La vida nos ha ido enseñando a darnos cuenta de la presencia del Espíritu vertida en nuestros corazones a través de situaciones concretas, de intuiciones, de palabras inesperadas, de rostros concretos o desconocidos, etc. Pero pocas veces somos conscientes de la presencia del Espíritu en nuestros corazones como si se tratara de un "estado permanente". Para poder captar al Espíritu derramado y gimiente en nuestro corazón y en el de los demás es preciso "afinar la mirada" al mundo, despreocupándonos de nosotros. Y hacerlo de tal manera que, mediante una "convergencia de indicios", percibamos la "con-sonancia" entre el don del Espíritu en nuestro corazón y el gemido del Espíritu en el de los otros, entre el gemido del Espíritu en nuestro corazón y el don del Espíritu en el de los demás. No es fácil percibir tal "con-sonancia" porque, en la mayoría de los casos, solemos estar "ocupados o distraídos". Esta "dispersión" es la que una y otra vez hemos de ir superando con el fin de poder hablar de la "verdad" de nuestro proceso de discernimiento.

Caminar "hacia adentro" y "hacia los demás"

La vida en el Espíritu es, pues, movimiento. Y el discernimiento es el proceso en el que tal movimiento nos introduce.
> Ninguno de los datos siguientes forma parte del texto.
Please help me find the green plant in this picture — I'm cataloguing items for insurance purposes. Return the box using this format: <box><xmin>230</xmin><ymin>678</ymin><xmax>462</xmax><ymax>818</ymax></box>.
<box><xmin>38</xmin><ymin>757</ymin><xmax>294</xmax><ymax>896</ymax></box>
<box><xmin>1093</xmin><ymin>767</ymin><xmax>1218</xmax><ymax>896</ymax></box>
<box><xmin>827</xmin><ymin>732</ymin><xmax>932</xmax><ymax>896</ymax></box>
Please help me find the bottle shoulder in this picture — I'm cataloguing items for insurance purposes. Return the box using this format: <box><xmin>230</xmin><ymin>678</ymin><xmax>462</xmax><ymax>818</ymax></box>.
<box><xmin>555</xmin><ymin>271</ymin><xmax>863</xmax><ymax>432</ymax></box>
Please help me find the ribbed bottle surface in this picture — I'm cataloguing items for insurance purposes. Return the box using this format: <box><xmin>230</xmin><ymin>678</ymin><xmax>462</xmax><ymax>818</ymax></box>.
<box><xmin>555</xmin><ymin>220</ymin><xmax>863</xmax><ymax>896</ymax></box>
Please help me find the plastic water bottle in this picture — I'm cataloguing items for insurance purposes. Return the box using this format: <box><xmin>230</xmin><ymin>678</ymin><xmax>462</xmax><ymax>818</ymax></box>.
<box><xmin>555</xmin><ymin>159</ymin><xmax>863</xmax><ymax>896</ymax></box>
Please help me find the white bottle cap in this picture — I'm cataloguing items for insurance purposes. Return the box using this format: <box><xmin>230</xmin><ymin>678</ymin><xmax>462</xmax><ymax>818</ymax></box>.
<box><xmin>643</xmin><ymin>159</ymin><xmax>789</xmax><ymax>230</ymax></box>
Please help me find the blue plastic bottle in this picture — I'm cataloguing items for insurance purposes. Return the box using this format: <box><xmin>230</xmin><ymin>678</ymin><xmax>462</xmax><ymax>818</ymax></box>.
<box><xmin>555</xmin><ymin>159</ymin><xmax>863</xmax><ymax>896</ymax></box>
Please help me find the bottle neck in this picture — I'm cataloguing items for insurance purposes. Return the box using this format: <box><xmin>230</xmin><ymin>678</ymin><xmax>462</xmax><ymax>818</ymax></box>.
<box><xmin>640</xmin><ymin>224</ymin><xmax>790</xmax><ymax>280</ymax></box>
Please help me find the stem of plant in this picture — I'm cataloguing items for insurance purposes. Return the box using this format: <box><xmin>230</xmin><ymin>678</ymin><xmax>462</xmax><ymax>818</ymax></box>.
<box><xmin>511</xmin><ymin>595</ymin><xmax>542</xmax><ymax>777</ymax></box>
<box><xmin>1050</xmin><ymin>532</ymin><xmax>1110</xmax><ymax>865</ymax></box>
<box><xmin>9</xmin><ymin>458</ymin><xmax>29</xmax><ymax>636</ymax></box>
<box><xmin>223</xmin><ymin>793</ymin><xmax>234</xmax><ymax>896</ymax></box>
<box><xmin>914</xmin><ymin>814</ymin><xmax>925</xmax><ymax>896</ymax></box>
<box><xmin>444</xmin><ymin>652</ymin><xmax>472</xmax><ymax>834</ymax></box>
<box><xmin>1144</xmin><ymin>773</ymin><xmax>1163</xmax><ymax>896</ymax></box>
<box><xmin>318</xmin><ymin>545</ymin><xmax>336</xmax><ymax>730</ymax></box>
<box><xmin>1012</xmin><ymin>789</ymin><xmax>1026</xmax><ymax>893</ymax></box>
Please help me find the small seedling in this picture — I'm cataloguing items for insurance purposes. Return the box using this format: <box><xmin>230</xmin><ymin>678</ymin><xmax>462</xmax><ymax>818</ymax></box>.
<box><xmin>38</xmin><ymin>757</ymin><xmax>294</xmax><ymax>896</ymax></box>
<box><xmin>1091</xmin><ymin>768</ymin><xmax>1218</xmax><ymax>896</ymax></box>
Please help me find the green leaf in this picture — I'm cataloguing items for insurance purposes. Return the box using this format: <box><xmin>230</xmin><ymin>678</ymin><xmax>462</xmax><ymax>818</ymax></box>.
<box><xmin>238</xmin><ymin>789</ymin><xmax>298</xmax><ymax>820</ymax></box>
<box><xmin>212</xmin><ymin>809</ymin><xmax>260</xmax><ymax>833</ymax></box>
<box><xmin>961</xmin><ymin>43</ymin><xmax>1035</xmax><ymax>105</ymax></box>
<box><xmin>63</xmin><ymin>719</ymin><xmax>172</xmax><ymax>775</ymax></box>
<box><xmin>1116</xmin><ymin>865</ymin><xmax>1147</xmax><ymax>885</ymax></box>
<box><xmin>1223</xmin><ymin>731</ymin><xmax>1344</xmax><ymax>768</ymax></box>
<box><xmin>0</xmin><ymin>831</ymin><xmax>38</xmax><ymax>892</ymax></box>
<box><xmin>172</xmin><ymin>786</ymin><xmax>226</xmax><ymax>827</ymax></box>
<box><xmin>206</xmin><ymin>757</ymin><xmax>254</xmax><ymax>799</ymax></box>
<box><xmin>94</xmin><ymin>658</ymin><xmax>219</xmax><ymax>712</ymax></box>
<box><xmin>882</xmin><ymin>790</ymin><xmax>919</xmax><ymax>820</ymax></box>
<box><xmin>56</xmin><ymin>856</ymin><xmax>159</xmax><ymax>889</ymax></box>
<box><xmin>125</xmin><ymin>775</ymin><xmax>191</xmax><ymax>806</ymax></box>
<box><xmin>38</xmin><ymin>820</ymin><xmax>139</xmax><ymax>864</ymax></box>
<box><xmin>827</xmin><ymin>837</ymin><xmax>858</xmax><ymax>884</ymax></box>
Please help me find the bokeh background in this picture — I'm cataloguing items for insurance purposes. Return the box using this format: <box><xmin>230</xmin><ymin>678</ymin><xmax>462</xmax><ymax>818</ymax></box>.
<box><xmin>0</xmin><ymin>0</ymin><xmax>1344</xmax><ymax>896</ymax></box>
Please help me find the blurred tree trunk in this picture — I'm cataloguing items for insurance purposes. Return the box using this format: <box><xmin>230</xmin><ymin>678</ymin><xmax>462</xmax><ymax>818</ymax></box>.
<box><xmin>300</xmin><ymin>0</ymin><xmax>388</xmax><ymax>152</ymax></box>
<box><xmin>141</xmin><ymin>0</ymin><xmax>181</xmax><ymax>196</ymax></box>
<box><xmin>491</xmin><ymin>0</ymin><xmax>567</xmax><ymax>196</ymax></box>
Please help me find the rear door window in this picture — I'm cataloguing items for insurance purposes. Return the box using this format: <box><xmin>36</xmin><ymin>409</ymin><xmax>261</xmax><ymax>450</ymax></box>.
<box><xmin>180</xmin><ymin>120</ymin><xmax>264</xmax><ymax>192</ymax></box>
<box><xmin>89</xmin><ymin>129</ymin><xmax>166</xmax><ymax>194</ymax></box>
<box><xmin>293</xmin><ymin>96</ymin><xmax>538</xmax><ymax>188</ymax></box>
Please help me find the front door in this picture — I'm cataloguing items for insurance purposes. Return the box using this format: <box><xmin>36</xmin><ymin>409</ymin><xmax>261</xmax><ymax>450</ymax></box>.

No es solamente movimiento externo (cambios de cualquier tipo), sino también y sobre todo movimiento "hacia adentro". Movimiento que poco a poco nos va descentrando y desenraizando respecto de la situación en la que solemos encontrarnos habitualmente y nos va recentrando y enraizando en torno a la tarea de comunión o reconciliación nunca consumada del todo con y entre todos los hombres. Este camino "hacia adentro" es un éxodo, a través del cual no sólo descubrimos quiénes somos, sino "quiénes somos llamados a ser"; no sólo descubrimos quiénes son los otros, sino "quiénes han sido llamados a ser". No es difícil interpretar tal itinerancia "hacia adentro y hacia los demás" como la forma práctica por la que participamos actualmente en el trabajo del Espíritu, trabajo que –en medio de grandes diferencias, separaciones, distancias y contradicciones– va creando una todavía mayor comunión entre los hombres.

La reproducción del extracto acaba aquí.